Indore, Aug 3: In a bizarre development, the Indore Bench of the Madhya Pradesh High Court has granted bail to an accused in a sexual harassment case on the condition that he will request the victim to tie a ‘rakhi’ on him with a promise to protect her “to the best of his ability for all times to come”.

Justice Rohit Arya on July 30 also ordered the man to pay Rs 11,000 to the complainant as a “customary ritual usually offered by brothers to sisters” on Raksha Bandhan and seek her blessings while visiting her with his wife and a box of sweets. “The applicant shall also tender Rs 5,000 to the son of the complainant for purchase of clothes and sweets,” the order said.

The court directed the accused to take photographs and receipts of payment made to the victim and her son, which should be filed through his lawyer for placing on record of the case before the Registry.

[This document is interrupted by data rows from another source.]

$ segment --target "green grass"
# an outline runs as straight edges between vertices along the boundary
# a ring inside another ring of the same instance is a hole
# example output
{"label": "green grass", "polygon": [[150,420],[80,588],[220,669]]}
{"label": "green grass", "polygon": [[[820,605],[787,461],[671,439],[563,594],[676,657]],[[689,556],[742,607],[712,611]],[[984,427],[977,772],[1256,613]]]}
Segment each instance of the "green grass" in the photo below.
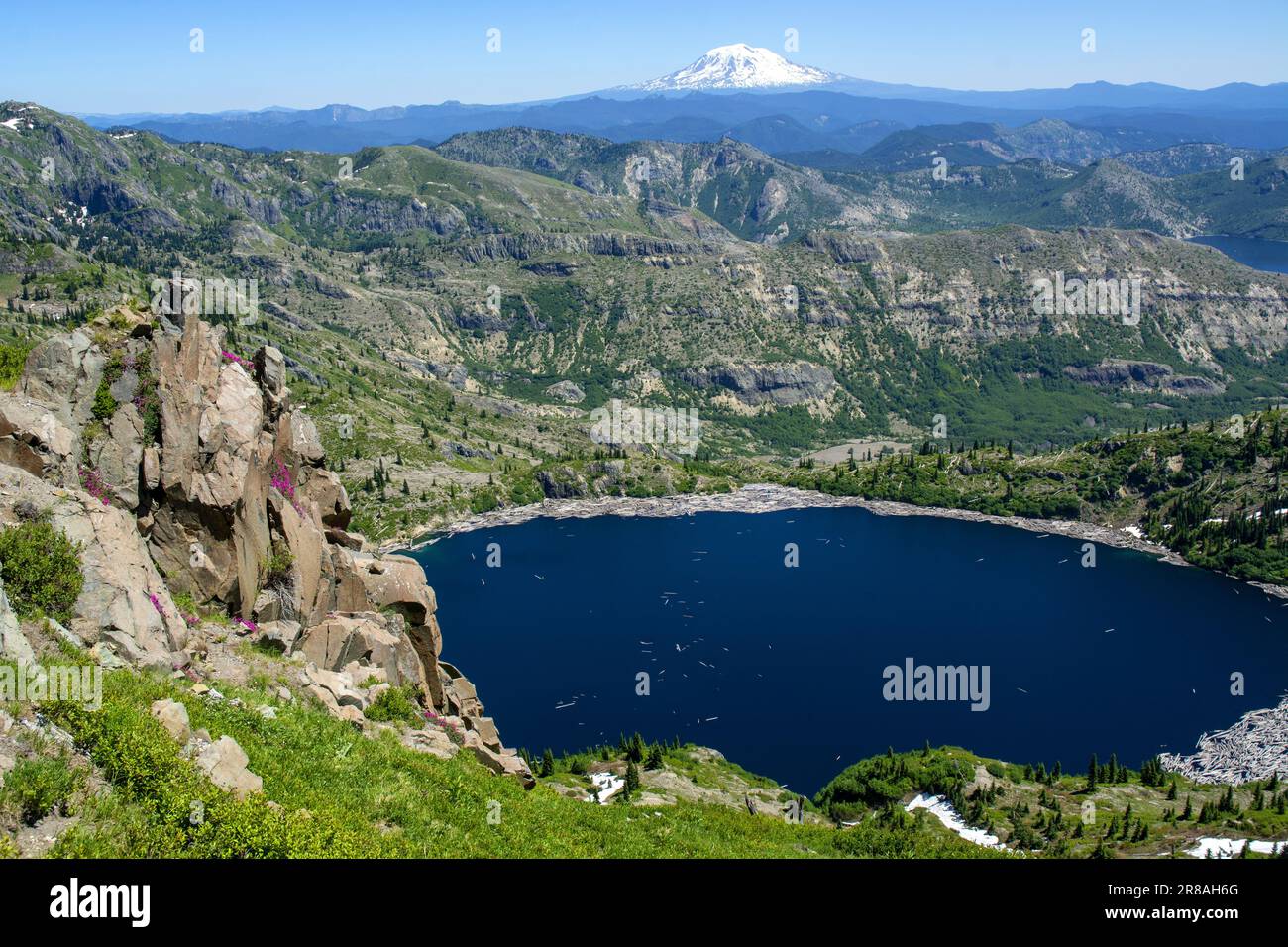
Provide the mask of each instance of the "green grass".
{"label": "green grass", "polygon": [[[84,826],[55,854],[770,858],[872,854],[876,848],[868,837],[875,830],[850,839],[725,807],[681,803],[652,816],[565,799],[547,786],[524,791],[469,751],[442,760],[408,750],[392,732],[368,740],[317,707],[278,706],[277,719],[265,720],[252,707],[267,697],[237,688],[222,689],[242,697],[245,707],[201,701],[169,680],[129,671],[109,674],[104,689],[102,711],[48,709],[112,783],[108,796],[88,804]],[[250,769],[264,778],[264,796],[232,800],[183,759],[147,713],[161,697],[182,700],[194,728],[237,740]],[[204,816],[193,825],[198,800]],[[493,825],[495,804],[501,818]],[[881,836],[881,844],[980,854],[938,826],[909,822],[899,831],[899,841]]]}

The victim, a resident of Ujjain district, had alleged that her neighbour, Vikram Bagri, entered her house and sexually harassed her on April 20. The police registered a case under Sections 452 (House-trespass after preparation for hurt, assault or wrongful restraint), 354 (A) (Sexual harassment and punishment for sexual harassment), 354 (Assault or criminal force to woman with intent to outrage her modesty), 323 (Punishment for voluntarily causing hurt) and 506 (Punishment for criminal intimidation) of the Indian Penal Code.

The order said the man, in jail for more than two months, was released on bail, on furnishing a personal bond of Rs 50,000 with “one solvent surety in the like amount to the satisfaction of the trial court, on the condition that he shall remain present before the court concerned during trial,” and comply with conditions under Section 437 (3) of CrPC, along with other conditions.